Well, I worked on them for about 3 hours last night and am not much closer
to getting the car on the road. I removed the rest of the broken bracket.
The rearmost bolt from the bracket to the mount plate was *SO* stiff. Not,
tightly done up, just so rusty that I couldn't move the spanner by hand and
had to put some steel pipe over it and lever it. I tried to hacksaw it, but
access was too limited. It must have taken me nealy an hour to undo that
bolt in ~32nd's of a turn at a time and I kept dropping the spanners!
Eventually both bits of the bracket were off and I looked at the mount.

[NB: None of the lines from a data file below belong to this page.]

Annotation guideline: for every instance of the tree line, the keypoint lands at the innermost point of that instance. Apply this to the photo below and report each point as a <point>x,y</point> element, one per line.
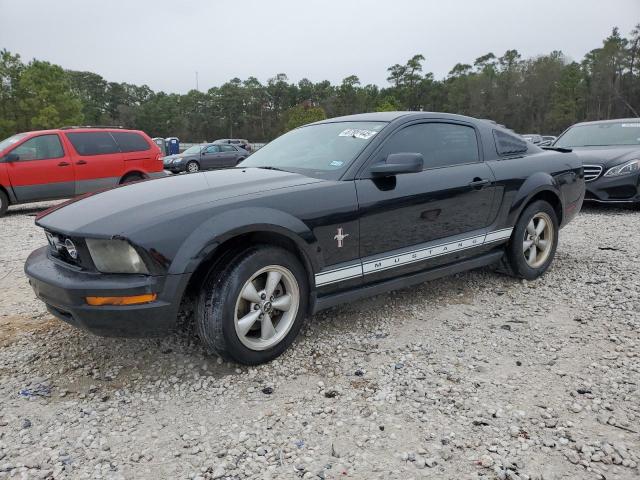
<point>544,94</point>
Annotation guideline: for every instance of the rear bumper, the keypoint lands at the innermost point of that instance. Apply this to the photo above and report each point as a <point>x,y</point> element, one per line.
<point>622,189</point>
<point>64,290</point>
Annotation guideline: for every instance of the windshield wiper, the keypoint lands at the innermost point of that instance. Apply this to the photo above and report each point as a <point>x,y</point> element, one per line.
<point>274,168</point>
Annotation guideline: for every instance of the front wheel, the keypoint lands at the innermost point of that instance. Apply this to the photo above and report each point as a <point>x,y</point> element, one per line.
<point>253,310</point>
<point>533,242</point>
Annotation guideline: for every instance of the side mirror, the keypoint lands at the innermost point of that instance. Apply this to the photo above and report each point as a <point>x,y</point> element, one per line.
<point>397,163</point>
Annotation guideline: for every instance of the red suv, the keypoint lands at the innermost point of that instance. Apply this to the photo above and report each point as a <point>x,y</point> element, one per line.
<point>62,163</point>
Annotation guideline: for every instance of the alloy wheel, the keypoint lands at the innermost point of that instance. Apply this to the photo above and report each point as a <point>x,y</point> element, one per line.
<point>267,307</point>
<point>538,240</point>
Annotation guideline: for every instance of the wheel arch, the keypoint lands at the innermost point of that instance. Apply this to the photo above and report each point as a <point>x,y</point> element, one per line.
<point>229,233</point>
<point>540,186</point>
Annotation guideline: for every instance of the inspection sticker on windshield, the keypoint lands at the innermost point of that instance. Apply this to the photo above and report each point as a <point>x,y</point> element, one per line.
<point>357,133</point>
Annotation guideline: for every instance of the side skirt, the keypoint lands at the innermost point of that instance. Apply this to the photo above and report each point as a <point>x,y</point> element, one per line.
<point>329,301</point>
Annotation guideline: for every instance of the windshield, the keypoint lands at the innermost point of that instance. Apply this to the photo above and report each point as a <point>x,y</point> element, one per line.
<point>601,134</point>
<point>325,150</point>
<point>192,150</point>
<point>7,142</point>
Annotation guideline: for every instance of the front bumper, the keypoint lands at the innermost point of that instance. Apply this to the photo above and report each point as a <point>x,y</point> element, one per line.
<point>64,289</point>
<point>622,189</point>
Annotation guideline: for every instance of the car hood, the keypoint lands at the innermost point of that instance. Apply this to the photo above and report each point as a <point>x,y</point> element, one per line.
<point>607,156</point>
<point>126,208</point>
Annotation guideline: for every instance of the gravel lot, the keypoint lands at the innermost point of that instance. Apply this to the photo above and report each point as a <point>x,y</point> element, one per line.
<point>473,376</point>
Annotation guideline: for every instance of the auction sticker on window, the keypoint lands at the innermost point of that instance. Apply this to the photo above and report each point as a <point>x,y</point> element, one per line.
<point>357,133</point>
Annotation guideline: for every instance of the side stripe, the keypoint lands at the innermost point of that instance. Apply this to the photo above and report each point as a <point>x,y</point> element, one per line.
<point>391,261</point>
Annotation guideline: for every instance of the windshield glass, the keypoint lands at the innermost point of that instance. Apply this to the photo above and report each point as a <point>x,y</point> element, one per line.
<point>7,142</point>
<point>325,150</point>
<point>601,134</point>
<point>193,149</point>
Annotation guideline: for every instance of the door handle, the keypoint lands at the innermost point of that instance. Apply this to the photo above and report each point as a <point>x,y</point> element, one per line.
<point>479,183</point>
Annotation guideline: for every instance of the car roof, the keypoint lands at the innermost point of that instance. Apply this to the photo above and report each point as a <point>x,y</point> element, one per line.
<point>391,116</point>
<point>612,120</point>
<point>80,129</point>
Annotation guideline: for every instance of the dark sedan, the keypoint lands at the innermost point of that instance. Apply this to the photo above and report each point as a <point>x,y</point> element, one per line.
<point>610,154</point>
<point>207,156</point>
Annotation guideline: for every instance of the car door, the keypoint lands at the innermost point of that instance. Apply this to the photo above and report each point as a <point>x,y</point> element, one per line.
<point>228,155</point>
<point>211,157</point>
<point>97,159</point>
<point>38,169</point>
<point>449,202</point>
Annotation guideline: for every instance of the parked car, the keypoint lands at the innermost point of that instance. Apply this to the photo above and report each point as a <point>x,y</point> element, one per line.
<point>62,163</point>
<point>239,142</point>
<point>610,153</point>
<point>327,213</point>
<point>205,157</point>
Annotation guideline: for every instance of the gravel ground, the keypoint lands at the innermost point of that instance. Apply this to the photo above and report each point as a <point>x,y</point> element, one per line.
<point>473,376</point>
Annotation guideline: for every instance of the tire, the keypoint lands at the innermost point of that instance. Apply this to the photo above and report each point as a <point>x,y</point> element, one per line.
<point>192,167</point>
<point>227,298</point>
<point>520,260</point>
<point>4,203</point>
<point>132,177</point>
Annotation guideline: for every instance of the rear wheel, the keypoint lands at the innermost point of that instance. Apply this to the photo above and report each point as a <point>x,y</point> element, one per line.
<point>192,166</point>
<point>252,311</point>
<point>533,242</point>
<point>4,203</point>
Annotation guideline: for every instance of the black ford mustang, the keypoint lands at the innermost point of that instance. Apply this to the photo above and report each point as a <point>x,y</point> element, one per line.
<point>325,214</point>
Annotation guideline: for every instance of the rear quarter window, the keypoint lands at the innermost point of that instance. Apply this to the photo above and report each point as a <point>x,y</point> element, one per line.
<point>507,144</point>
<point>93,143</point>
<point>130,141</point>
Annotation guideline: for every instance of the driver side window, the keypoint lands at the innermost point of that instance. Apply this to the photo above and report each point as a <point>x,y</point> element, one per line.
<point>39,148</point>
<point>441,144</point>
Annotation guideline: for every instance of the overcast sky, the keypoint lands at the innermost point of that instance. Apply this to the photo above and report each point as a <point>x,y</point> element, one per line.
<point>162,43</point>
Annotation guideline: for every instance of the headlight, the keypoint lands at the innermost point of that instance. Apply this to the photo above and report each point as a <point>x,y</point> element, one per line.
<point>115,256</point>
<point>624,169</point>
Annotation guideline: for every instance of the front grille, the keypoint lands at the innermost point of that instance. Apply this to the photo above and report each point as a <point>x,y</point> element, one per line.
<point>592,172</point>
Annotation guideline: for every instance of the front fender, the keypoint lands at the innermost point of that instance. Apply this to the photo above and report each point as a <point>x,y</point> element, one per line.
<point>226,225</point>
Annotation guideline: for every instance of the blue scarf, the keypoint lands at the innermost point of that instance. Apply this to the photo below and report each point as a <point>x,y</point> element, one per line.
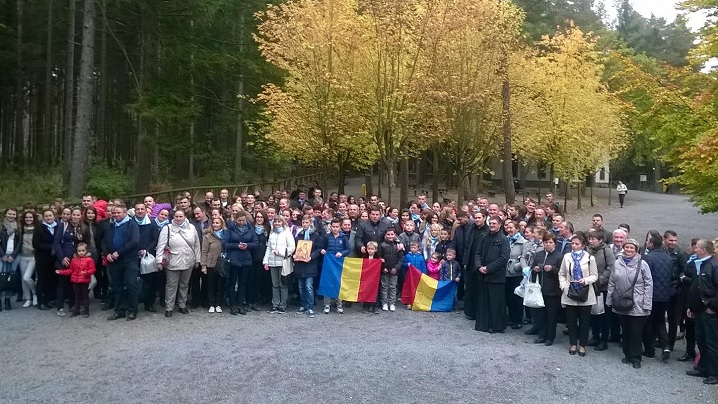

Thanks to Paul for the reply. I just don't think any of my spanners will get
in there, so I'm going to leave the rubber mounts (well, maybe change the
passenger side which I can get access to the nut). I then went to fit the
new bracket....mmmmm.....<scratches head>........what an atrocious piece of
design! Makes me ashamed to be British. HOW THE HELL AM I SUPPOSED TO DO UP
THAT BOLT WHICH GOES INTO THE BLOCK ?!?!?!?!?!??! I messed around for
another 2 hours before giving up. I thought about skipping that bolt and
just running off the timing plate bolts, but no, this will bust again after
not many miles.
Then I hit on an idea....
The reason I can't get the block bolt in is because the mount is in the way,
and I can't remove the mount, so I need to move the engine much higher or
much lower. The engine won't move much because the other mount is still
attached. If I undo and remove the other bracket (engine safely supported)
then I should be able to raise the engine up high enough (how high is ok?)
to fit the brackets correctly on both sides and then lower the engine down
and fit the bolts from the brackets to the mount plates (with shims
between).
Is this the secret to doing this job?
It must be one of the worst fiddliest jobs I've ever done on any car!